アカウンティング講座【中級編】第14回:減価償却方法の選択と変更
サマリ
減価償却の方法は会社が複数の選択肢から選べます。定額法と定率法が主流ですが、選択した方法は原則として変更できません。ただし一定の条件下では変更が認められています。経営戦略と税務効果を踏まえた方法選択が重要です。
詳細
減価償却方法とは何か
固定資産(建物や機械など)は年々価値が減少していきます。この減少分を毎年の経費として計上する仕組みが減価償却です。その方法には複数のやり方があり、企業が自由に選択できるのです。選択した方法によって、毎年計上できる経費額が大きく変わります。そのため、経営者にとって重要な経営判断となります。
定額法のポイント
定額法は最も一般的な減価償却方法です。資産の購入価格から残存価額を差し引いた金額を、耐用年数で均等に割って毎年計上します。例えば100万円の機械で耐用年数が5年、残存価額が10万円の場合、毎年18万円ずつ経費になります。(100万円-10万円)÷5年=18万円です。

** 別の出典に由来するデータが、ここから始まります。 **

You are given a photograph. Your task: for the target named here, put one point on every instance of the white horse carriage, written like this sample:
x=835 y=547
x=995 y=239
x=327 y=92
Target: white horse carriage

定額法の最大の利点は計算が単純で分かりやすいことです。経営がどうであれ毎年同じ金額が経費になるため、利益予測がしやすいです。また、利益が少ない時期にも同額の経費計上ができるメリットもあります。
定率法のポイント
定率法は最初の数年の減価償却費が大きくなる方法です。資産の帳簿価額に一定の償却率を掛けて計算します。初期投資を早期に回収したい場合に有効です。例えば100万円の機械に30パーセントの償却率を適用すると、1年目は30万円、2年目は21万円、3年目は14万7千円という具合に年々減少していきます。

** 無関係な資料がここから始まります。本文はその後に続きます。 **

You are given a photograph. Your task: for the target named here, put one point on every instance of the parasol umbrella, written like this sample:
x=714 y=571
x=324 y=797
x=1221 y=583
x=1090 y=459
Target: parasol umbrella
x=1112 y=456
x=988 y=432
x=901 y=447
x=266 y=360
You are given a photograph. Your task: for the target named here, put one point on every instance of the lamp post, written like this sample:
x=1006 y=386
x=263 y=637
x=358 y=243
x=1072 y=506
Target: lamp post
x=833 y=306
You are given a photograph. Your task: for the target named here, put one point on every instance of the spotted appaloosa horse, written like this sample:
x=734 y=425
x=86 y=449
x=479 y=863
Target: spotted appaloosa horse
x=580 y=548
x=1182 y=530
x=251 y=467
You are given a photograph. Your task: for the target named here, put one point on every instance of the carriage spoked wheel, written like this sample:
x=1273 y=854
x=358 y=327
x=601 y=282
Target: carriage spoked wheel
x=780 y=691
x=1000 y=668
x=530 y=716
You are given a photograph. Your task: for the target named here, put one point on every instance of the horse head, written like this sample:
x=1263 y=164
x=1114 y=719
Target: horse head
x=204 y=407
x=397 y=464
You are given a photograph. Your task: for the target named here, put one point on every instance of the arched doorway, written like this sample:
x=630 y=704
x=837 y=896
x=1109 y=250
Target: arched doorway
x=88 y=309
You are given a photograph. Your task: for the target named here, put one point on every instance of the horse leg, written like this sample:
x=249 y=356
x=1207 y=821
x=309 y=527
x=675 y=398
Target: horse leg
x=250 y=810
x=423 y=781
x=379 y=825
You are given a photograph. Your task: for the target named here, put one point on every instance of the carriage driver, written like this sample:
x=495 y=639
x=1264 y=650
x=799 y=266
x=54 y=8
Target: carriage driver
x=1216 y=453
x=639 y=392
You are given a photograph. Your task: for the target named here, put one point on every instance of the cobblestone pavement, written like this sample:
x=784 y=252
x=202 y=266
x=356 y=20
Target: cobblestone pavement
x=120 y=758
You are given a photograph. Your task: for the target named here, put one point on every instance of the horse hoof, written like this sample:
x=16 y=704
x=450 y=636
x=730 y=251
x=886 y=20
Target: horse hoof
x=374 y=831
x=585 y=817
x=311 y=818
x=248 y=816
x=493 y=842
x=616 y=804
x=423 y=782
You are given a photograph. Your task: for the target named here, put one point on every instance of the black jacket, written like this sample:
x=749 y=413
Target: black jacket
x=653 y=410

定率法の長所は初期段階での経費が大きいため、購入直後は節税効果が高いことです。初期投資が重い事業では利益圧縮に役立ちます。ただし計算がやや複雑で、毎年金額が変わるため予測が難しい側面があります。
その他の減価償却方法
生産高比例法という方法も存在します。これは資産がどれだけ使われたかで減価償却を計算する方法です。例えば機械が100万個の製造を予定しており、1年目に40万個製造した場合、その年の減価償却費は想定価値の40パーセント相当になります。生産量が多い年は経費が大きくなるため、売上と経費のバランスを取りやすいのが特徴です。
減価償却方法の選択と税務
日本の税法では、原則として定額法で計算するよう定められています。ただし一定の資産については定率法の使用も認められています。2024年現在、大部分の機械装置は定率法の選択が可能です。一方、建物は定額法のみの適用となります。
経営者にとって重要なのは、この選択をいつまでにするかという点です。固定資産を取得した年の決算申告時に方法を選択する必要があります。その後は原則として変更できません。つまり購入時の慎重な検討が必須なのです。
減価償却方法の変更が認められる場合
一度選択した方法は変更できないが、例外があります。重大な過誤があった場合や、事業内容の大幅な変更があった場合など、税務署の許可を得れば変更が認められる場合があります。
例えば機械メーカーが主力商品をシフトさせ、既存機械の使用頻度が大きく低下した場合、税務署に申請することで生産高比例法への変更が許可される可能性があります。ただしこうした変更は極めて例外的で、単なる経営判断では認めてもらえません。
実務上の選択のポイント
どの方法を選ぶかは、会社の経営戦略と密接に関連しています。初期段階で利益を圧縮したい成長企業なら定率法が適切です。一方、安定した利益を計上したい企業なら定額法が向いています。
また顧問税理士との相談も重要です。専門家の視点から、中長期的な税負担を考慮した助言を受けることで、より良い選択が可能になります。減価償却方法の選択は一度きりの決断であるため、購入前の段階からしっかり検討する習慣を身につけましょう。